孔凡嶺:“五四運動”一詞最早出現及其涵義的演變

孔凡岭:“五四运动”一词最早出现及其涵义的演变

通常被稱作中國新民主主義革命開端的“五四運動”,在中國近現代史上佔有極其重要的地位。這一概念最早出現在哪裡,是史學界值得弄清的一個問題。

1999年5月14日《文摘旬刊》第683期以《誰最先提出“五四運動”一詞》為題,摘錄了黃志文發表於《新聞彙報》1999年5月3日上的一篇文章,提出:1919年5月26日羅家倫用筆名“毅”在《每週評論》第23號上發表《“五四運動”的精神》一文,此時五四運動爆發僅22天。在該文中,作者從標題到正文都使用了“五四運動”一詞。這是第一次在印刷品中採用這個提法,以後這個名詞就成為這次運動的正式名稱。不久,歐陽軍喜在《歷史研究》1999年第3期刊載的《五四新文化運動與儒學:誤解及其他》一文中,也認為羅家倫在1919年5月26日的文章中“製造了‘五四運動這一名詞”。那麼,“五四運動”一詞果真最早出現在羅家倫的這篇文章中嗎?
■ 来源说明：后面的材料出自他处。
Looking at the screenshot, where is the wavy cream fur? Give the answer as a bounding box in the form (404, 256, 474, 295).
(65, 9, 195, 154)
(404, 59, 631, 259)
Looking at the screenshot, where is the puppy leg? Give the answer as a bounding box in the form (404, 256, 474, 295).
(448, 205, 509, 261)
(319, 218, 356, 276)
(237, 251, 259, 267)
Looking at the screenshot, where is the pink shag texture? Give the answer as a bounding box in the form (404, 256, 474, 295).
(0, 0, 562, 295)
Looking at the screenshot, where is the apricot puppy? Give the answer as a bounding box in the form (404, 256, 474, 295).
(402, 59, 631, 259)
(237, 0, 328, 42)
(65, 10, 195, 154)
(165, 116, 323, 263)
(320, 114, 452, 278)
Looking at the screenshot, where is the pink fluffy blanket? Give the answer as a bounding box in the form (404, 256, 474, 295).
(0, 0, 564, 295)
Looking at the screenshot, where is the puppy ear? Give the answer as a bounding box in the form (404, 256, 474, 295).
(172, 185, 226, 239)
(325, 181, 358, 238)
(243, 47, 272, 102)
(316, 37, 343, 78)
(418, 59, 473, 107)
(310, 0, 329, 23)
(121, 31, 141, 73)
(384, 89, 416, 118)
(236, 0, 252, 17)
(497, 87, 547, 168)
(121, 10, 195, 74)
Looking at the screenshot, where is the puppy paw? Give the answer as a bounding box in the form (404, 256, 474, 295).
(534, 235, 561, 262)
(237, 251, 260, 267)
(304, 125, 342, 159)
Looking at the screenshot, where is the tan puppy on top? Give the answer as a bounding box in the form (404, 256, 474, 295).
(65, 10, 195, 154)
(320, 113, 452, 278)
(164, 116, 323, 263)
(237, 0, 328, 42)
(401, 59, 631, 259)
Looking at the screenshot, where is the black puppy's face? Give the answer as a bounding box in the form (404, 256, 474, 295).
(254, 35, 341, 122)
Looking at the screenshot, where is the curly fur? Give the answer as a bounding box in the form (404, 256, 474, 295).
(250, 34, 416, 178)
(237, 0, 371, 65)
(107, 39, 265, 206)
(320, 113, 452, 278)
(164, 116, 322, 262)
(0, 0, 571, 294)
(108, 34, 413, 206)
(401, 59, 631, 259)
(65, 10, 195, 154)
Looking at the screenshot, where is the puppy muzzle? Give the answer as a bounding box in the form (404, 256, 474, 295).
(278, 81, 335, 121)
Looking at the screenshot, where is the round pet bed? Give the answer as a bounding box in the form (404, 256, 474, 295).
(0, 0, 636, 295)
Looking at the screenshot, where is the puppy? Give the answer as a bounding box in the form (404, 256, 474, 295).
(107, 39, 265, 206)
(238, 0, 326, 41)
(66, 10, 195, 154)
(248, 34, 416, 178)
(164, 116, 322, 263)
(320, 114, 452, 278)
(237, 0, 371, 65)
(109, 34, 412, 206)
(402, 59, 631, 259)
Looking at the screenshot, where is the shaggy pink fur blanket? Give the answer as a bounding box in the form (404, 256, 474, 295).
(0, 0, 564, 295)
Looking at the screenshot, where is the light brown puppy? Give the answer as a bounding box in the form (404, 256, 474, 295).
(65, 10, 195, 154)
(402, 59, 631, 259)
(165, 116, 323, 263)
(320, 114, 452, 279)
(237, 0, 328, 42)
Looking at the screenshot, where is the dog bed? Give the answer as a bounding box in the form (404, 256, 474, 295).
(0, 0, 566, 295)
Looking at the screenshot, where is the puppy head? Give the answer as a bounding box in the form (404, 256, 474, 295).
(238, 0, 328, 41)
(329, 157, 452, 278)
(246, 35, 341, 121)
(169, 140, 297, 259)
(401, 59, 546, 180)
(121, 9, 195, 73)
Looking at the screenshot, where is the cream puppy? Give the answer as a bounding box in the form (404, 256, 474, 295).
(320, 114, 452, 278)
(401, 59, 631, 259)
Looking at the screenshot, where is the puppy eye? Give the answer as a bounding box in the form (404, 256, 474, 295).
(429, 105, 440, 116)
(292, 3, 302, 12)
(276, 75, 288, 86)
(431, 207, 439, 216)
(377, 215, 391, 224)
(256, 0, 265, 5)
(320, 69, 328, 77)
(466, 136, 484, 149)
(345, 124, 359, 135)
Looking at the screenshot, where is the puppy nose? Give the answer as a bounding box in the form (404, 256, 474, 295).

據筆者所接觸到的史料,在羅家倫此文之前,就已出現了“五四運動”一詞。眾所周知,五四運動以發生於1919年5月4日的北京學生運動而得名,學潮發生後的次日,北京學生上大總統書中,將其稱為“五月四日之事”①;《每週評論》5月11日第二十一號在《一週中北京的公民大活動》一文中,則稱作“四日事件”、“四日的示威事件”。5月18日在北京中等以上學校學生聯合會發表的《罷課宣言》和《上大總統書》中,最早使用了“五四運動”一詞。前者說:“外爭國權,內除國賊,‘五四運動之後學生等以此呼籲我政府而號召我國民蓋亦數矣”;後者寫道:“五四運動實國民之義憤所趨”。5月20日北京《晨報》登載了這兩份材料。這是“五四運動”一詞首次見諸報端。5月26日《每週評論》第二十三號上刊登了北大學生羅家倫的《“五四運動”的精神》一文,之後,該刊6月1日在第二十四號上發表的《查禁“妨害治安”集會出版之經過》中,繼續使用了“五四運動”一詞,說“自‘五四運動之後,社會上對於學生的舉動,幾乎沒有一個不注意的”。隨之,“五四運動”的概念便廣泛使用。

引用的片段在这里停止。